On the topic of traditions, the e-commerce giant, Amazon, has finally joined in on the bandwagon to offer its US Kindle users access to the OverDrive database of digital publications from over 11,000 American libraries. Unlike Apple’s devices, the Kindle previously had compatibility issues with OverDrive’s file format and vice versa. As promising as the e-books/e-readers industry is, there is something unappealing to me about turning countless pages without the feel of paper, and reading, for hours at a time, on a computer screen. Reading a book for pleasure is my escape from the digital world.
Speaking of the digital world, while IT, via optical character recognition (OCR), is revolutionizing the print industry, the health-care industry, according to the BBC, is “stuck in the dark ages“. An health-care IT executive quoted, “Cans of tomatoes are being treated better than patients”. To the health-care industry’s defense, while I do think that medical records should be digitized, I do not think that the data should be globally centralized nor cloud-based as being proposed and implemented by IT experts, due to the high sensitivity of medical records. Furthermore, the Amazon EC2 crash earlier this week proved that cloud computing is still very vulnerable. The focus should be on digitizing records and centralizing them within hospital systems as well as easing communication between medical professionals on a global scale in order to enable quicker access to sensitive information when appropriate.
Mar 19 2011
United Nations Security Council Resolution 1973 (S/RES/1973)
My critique of S/RES/1973 isn’t particularly on its goals, which includes “authorising all necessary means to protect civilians and civilian-populated area”, but rather on its sheer hypocrisy. Bosnia-Hercegovina, Colombia, Gabon, Lebanon, Nigeria, Portugal, South Africa, and permanent Security Council members France, the United Kingdom, and the United States should very well have come outright to supporting anarchy and declaring war on Libya rather than hiding S/RES/1973 under the code name “no fly zone”. As a side note, it’s no surprise that the strongest proponents of the measure, France and the United Kingdom, were once Libya’s former colonial rulers.
Disapproval of the measure, in the form of abstention, came from Brazil, China, Germany, India, and Russia; its not that these five countries are not interested in the welfare of civilians but rather that they simply disagree with a “trigger happy” military action against a sovereign country. Oil-rich Libya may very well be in a civil war, putting the lives of civilians at risk, but the Libyan crisis is one of a handful of ongoing civil wars. The Somali Civil War, ongoing since 1991, and the most recent Ivory Coast crisis are two more that come to mind. The Security Council’s resolutions/international community’s actions that have been geared to both conflicts had more of an emphasis on peackeeping and humanitarian aid as supposed to the outright declaration of military support for one group/political ideology. Furthermore, the UN Security Council’s actions on the Ivory Coast crisis have been nothing more than “condemnation”.

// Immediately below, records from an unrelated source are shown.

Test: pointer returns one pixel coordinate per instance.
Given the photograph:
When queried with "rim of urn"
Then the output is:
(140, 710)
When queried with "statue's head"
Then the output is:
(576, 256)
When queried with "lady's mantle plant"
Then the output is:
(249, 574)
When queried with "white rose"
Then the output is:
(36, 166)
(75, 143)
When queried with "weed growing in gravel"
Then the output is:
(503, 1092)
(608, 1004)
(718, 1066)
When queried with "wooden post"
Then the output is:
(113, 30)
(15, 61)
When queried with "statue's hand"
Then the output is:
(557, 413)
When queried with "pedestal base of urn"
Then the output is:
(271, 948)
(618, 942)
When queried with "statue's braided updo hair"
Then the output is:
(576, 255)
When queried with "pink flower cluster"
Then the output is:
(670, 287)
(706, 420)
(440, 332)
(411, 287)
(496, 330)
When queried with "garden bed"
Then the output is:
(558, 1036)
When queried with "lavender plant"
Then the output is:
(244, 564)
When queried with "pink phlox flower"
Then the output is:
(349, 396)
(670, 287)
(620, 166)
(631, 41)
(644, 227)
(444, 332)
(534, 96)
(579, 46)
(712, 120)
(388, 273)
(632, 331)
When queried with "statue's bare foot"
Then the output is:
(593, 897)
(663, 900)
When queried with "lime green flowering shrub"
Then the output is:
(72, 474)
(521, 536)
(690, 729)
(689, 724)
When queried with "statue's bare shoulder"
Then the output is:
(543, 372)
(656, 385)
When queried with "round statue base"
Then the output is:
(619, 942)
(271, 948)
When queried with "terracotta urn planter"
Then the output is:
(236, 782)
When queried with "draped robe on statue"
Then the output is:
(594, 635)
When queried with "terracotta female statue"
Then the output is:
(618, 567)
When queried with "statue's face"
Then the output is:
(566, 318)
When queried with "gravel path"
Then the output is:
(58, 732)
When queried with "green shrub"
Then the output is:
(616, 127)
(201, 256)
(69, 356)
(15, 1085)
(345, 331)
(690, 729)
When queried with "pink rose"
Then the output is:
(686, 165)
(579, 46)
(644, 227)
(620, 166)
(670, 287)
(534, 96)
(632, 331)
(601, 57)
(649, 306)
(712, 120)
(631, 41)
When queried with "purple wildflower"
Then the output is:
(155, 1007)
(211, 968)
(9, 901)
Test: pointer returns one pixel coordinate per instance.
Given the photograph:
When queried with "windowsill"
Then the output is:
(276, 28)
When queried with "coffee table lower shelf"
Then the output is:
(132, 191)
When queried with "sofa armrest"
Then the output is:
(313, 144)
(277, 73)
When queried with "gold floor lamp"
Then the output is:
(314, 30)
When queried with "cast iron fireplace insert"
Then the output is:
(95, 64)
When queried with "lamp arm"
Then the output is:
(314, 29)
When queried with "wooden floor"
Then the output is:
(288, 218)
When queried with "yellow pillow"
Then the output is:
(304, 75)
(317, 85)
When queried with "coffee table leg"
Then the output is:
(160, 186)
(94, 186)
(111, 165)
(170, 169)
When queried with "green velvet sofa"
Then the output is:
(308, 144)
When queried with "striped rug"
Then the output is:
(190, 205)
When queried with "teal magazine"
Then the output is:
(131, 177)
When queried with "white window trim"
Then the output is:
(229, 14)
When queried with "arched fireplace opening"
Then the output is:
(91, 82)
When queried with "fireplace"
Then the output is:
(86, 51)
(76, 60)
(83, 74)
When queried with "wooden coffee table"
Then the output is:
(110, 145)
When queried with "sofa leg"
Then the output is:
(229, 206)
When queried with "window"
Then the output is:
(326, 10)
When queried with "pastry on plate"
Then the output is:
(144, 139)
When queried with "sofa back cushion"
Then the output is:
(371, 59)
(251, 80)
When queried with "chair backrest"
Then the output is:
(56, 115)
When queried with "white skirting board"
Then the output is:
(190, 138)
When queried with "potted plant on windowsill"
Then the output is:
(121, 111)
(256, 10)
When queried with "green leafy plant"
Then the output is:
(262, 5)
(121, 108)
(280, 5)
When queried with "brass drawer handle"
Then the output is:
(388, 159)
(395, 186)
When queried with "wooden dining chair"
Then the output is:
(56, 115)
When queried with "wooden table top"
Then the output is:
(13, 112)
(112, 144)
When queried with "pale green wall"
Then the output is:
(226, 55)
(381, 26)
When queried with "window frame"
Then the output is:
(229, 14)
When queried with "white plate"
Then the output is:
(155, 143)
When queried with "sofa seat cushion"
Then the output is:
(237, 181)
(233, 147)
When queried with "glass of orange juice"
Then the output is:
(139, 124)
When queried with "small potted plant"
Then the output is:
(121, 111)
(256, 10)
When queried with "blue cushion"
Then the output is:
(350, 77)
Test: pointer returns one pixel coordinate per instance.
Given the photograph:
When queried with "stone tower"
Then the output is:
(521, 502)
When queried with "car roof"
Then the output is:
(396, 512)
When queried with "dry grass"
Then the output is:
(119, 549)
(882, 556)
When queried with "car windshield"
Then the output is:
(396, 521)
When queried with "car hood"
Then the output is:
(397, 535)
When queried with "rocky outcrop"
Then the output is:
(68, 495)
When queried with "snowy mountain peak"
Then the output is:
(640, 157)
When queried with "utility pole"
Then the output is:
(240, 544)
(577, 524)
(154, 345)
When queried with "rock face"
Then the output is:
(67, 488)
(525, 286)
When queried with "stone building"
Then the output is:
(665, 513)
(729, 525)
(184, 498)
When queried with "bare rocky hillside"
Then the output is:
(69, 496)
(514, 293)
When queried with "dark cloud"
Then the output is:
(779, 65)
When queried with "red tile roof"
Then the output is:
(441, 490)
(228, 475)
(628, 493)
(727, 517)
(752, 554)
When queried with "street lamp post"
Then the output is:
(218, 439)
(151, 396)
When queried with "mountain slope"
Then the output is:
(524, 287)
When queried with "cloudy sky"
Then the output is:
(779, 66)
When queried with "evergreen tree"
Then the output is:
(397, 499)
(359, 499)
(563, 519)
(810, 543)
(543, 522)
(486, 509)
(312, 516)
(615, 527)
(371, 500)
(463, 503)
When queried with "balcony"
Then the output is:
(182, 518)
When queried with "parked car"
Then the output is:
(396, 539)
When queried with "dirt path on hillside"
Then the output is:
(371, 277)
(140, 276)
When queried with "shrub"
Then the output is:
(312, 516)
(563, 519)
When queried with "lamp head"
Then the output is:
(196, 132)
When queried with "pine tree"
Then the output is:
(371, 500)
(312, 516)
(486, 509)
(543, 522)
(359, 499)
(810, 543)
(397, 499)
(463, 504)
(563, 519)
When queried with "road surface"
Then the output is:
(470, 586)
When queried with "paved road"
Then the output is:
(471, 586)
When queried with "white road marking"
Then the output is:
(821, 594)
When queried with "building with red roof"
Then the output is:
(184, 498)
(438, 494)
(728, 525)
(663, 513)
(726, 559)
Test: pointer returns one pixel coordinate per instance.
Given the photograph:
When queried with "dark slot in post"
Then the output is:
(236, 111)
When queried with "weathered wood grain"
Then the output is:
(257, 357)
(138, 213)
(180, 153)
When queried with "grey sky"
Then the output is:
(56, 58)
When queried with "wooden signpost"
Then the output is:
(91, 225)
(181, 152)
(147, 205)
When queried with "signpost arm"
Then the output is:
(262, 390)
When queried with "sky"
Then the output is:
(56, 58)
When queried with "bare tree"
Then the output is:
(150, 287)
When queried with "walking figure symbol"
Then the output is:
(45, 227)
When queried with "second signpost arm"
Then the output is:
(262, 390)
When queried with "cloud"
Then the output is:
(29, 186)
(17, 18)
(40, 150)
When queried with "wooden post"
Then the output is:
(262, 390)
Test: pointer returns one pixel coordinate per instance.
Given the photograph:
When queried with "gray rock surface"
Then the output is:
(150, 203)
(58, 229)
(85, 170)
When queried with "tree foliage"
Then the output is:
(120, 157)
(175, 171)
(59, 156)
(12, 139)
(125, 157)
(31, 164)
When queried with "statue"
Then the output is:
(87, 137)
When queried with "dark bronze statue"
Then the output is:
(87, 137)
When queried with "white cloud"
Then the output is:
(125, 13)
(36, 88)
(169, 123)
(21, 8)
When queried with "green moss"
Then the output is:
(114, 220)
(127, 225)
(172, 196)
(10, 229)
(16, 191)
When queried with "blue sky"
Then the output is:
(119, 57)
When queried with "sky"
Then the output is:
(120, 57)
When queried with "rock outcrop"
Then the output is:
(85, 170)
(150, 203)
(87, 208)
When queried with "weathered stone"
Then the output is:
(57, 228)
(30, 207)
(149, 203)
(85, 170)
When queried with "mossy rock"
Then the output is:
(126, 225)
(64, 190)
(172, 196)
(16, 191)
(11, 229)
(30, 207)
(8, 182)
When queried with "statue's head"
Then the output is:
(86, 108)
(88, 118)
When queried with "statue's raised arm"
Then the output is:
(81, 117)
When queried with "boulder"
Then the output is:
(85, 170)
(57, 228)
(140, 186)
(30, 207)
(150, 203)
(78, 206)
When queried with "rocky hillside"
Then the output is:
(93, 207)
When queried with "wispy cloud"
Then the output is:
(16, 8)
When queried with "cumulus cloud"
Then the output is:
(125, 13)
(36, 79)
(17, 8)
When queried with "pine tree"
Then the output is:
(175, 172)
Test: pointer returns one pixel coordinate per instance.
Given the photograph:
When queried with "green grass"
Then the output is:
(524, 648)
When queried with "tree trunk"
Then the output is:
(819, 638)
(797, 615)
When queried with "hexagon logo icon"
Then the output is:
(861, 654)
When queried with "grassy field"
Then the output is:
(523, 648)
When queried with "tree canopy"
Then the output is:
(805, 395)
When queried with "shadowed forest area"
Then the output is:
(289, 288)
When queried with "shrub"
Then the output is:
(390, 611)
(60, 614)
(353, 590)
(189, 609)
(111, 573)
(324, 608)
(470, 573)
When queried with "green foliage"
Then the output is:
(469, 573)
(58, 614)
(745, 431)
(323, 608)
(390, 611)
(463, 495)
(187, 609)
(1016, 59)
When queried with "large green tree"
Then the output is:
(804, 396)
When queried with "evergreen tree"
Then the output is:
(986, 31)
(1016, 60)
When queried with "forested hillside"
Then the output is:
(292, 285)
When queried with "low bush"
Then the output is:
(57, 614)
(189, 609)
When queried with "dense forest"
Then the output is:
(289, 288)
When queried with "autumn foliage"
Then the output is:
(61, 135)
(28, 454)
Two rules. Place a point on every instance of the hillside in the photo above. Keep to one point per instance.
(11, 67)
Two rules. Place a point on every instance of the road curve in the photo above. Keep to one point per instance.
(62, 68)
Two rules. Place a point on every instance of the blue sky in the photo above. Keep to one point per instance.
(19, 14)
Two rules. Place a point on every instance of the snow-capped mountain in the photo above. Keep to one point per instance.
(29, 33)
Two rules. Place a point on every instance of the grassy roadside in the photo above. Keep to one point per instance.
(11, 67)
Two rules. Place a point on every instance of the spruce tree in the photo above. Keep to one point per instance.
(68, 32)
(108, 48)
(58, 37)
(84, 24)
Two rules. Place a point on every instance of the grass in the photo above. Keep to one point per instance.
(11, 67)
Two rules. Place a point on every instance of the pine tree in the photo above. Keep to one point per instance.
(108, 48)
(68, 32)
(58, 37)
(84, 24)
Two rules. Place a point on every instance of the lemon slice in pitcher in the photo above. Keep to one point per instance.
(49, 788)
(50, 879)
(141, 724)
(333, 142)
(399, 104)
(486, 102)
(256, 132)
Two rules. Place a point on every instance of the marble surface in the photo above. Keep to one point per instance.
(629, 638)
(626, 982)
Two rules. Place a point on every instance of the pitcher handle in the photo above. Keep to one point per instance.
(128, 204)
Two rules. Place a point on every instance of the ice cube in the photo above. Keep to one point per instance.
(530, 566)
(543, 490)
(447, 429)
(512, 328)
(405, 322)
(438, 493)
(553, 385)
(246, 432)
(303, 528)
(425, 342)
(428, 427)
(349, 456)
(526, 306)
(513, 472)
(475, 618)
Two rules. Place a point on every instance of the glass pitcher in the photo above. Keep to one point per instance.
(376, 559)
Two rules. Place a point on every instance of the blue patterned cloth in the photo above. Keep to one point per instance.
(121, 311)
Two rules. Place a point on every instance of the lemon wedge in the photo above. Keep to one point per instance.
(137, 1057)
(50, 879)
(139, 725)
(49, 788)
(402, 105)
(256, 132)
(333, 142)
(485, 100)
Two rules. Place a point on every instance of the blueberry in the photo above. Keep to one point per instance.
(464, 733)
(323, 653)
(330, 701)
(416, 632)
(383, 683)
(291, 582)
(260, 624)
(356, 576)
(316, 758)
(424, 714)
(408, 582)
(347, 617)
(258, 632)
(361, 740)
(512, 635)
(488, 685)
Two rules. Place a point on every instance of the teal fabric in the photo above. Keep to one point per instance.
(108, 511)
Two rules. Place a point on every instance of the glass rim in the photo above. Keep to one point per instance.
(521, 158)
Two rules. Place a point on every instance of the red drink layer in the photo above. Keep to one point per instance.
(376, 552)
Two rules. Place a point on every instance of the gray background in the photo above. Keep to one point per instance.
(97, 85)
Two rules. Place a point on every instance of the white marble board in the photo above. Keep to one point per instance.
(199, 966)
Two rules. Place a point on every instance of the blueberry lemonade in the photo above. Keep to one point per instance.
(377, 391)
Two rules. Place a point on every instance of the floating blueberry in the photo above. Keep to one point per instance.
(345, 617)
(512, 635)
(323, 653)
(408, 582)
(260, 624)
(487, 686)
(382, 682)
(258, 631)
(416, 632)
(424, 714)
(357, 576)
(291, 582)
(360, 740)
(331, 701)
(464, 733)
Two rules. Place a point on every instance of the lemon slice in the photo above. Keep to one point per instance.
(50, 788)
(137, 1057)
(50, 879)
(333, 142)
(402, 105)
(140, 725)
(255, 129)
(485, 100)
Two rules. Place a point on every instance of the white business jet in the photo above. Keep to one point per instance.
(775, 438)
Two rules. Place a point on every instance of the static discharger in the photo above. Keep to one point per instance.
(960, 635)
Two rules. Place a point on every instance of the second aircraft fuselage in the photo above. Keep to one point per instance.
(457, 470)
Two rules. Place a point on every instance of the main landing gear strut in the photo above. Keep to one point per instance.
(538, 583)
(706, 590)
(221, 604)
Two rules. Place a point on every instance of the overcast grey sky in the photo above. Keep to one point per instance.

Rather than focusing on more serious conflicts involving unarmed civilians in places like Yemen or Bahrain, the United Nations Security Council has chosen to inappropriately intervene in a conflict that it simply cannot win, given that Muammar Gaddafi, a true patriot, has no plans of ever leaving his country. If genocide was a factor as it has been in countless crises then S/RES/1973 would be tolerable, but in its current form, it will simply prolong the crisis into a stalemate civil war. The irony of the situation is that Ghaddafi came to power in a bloodless coup.